If you’ve been single more Valentines Days than not, you may have already been sent this love note via the web: honor thyself. Or... Roses are red, violets are blue, give yourself a gift, 'cause today's about you.
No, that is not my Valentine to you today.
But there’s almost enough of it swirling about to make a single girl stop and think, “Wait, do I really love myself enough? Do I go to Starbucks often enough? Do I see enough of the movies I really want to see? Have I shown myself enough that I’m worth it today?”
I’m not sure who it was to send out the initial memo, but apparently American, modern single females just don’t think about themselves enough.
Back to the questions above. In short, yes. In most all circumstances, yes, I’m likely to think about myself quite diligently, buy myself more almond milk lattes than necessary, and be sincerely concerned with whether or not I’m going to see Annihilation opening weekend. (Shocker.) Yes. Without thinking, actually, I naturally think about myself.
In Comfortable Pitfalls part .01 I discussed the common pitfalls single females tend to fall into, and our tendency to fall into this rut of changing our identity to attract a guy. It’s often this heightened sense (particularly at an all-time high on February 14) that life doesn’t begin until we’ve met the right man.
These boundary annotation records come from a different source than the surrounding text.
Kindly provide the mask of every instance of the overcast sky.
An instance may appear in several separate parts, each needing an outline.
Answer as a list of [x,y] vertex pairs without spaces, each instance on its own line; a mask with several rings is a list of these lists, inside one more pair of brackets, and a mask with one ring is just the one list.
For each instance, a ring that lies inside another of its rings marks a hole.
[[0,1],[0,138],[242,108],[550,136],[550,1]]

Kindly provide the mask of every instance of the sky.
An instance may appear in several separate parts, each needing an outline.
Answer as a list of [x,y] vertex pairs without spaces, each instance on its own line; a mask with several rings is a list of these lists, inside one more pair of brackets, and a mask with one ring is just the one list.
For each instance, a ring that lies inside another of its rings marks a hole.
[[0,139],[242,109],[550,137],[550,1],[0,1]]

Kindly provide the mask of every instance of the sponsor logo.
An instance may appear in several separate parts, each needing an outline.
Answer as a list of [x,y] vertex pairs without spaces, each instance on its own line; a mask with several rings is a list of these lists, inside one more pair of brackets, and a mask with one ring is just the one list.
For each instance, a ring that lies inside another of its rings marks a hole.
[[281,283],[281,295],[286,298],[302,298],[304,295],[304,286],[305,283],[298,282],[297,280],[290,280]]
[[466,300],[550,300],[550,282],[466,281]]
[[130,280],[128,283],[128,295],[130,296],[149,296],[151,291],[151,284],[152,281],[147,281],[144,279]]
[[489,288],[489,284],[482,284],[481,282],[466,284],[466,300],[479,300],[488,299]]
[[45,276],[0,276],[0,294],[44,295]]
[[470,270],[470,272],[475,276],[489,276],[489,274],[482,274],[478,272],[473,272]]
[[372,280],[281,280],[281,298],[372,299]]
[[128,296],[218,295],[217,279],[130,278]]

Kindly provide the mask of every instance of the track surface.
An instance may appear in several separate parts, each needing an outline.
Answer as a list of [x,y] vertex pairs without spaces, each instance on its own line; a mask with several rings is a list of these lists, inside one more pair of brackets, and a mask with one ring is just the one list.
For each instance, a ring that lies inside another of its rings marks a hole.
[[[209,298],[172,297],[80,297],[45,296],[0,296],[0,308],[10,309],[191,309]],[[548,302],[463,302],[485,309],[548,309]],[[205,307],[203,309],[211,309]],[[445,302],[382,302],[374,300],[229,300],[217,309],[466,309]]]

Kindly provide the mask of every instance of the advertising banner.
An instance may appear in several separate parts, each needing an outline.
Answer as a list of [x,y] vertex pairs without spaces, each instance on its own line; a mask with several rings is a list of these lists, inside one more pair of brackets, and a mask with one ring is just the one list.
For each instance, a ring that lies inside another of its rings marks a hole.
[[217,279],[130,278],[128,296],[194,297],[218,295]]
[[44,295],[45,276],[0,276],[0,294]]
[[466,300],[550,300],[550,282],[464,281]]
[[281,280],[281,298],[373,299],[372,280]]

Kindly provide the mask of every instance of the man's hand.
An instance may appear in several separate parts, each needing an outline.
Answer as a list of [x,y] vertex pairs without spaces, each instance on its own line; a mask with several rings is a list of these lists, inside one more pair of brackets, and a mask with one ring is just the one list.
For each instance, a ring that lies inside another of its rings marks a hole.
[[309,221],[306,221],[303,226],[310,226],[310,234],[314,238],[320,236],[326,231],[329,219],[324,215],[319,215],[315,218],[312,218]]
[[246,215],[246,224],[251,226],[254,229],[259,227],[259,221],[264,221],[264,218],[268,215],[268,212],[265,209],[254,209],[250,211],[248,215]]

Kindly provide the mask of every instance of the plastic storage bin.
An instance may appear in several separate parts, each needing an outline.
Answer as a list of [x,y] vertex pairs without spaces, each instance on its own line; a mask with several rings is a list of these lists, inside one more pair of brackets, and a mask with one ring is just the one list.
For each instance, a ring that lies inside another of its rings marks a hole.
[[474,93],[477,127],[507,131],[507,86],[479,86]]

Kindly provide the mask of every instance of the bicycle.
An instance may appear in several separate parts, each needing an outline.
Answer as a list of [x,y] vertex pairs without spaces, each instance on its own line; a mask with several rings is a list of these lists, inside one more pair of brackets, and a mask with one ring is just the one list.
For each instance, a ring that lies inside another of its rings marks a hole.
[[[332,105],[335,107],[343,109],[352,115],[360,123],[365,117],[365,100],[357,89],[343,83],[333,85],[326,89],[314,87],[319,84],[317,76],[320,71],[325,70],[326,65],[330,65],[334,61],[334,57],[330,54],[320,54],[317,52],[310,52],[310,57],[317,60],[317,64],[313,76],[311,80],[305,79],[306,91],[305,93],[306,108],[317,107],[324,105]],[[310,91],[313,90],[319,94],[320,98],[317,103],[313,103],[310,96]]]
When we’re not falling for that as single females, (or have already fallen) this one is a close second.
There is a modern concept of self-identity, widely accepted to be a cultural truth, that our inner feelings are our inherent truth that we need to acknowledge in order to live life to its fullest. That to be a strong, modern single women we need to know ourselves and be true to what we want. Many of us have been quick to welcome this idea of self-identity because... well, it feels right. To most of us it feels natural that what we feel must be true and by honoring these feelings we come into our most honest version of self.
But for the single female who claims Christ to be her Savior and true source, this concept of self-identity is somewhat distorted - almost a romanticized mirage, that, as often as it disowns us, we continue to run back to. As substantial advice for life, it falls flat for anyone who professes to be a believer in Jesus Christ.
Granted, I’d consider myself rather a natural at putting myself first. Some might call it a gift. Frankly, it’s doesn’t take too much for me to identify my feelings, and discover it is my right for each inner emotion to be validated. Maybe it’s just me, but what l feel and think has yet to offer some profound discovery that has lead me to a stronger or truer version of myself.
As Christian females who pray they won’t have to spend many more Valentine’s Days solo, finding purpose in a self-identity that is based on what we want just doesn’t work. Rather it muddles up our view of life, our ability to receive truth from the word of God and allow it to actively change us. John Piper once said, “God is most glorified in us when we are most satisfied in him.” Regardless of the misleading prominent message we receive today, you weren’t created to be satisfied within a version of self-identity that isn’t centered on Christ. Without the power and grace of Christ we lack the depth and stability to ever possibly fulfill the expectations we bring to it. A skewed concept of modern identity propels us into adulthood with a footing too unstable to mature, a tainted love to offer others and leaves us drowning in the deep abyss of depression in search for this idea of true self.
Many of us, even in the Christian faith, have disillusioned ourselves to believe that a trustworthy, sturdy identity could emerge from our feelings. So, in the midst of a misleading urge to prioritize yourself over Christ, how do we actively engage God as the core of who we are? In a speech on Our Identity at Wheaton College, Timothy Keller simply states the solution:
You’ve not only have to believe he died for you. It’s got to go to your imagination. It’s got to be the aesthetic core of your life. When you’re struggling with what the culture says about your identity - because you’re not good looking enough, you’re not smart enough, you’re not having enough transformative sex - you’ve got to know how to know how to pull out your identity in Christ and push it to the top of the deck. And you do that generally through imagination.
If you don’t get it regularly in your imagination, through worship, through thinking, through applying it at the moment, it doesn’t go to the top. And you’re back where everyone else is: cultural captivity.
You may have just been allotted another solo Valentine's Day to pull yourself out of this cozy pit, place your self-worth in Christ and begin to use your imagination as God intended. Not only so that you could solidify your identity in Him, but allow His enduring truth to dwell with you and discover that today you are not alone.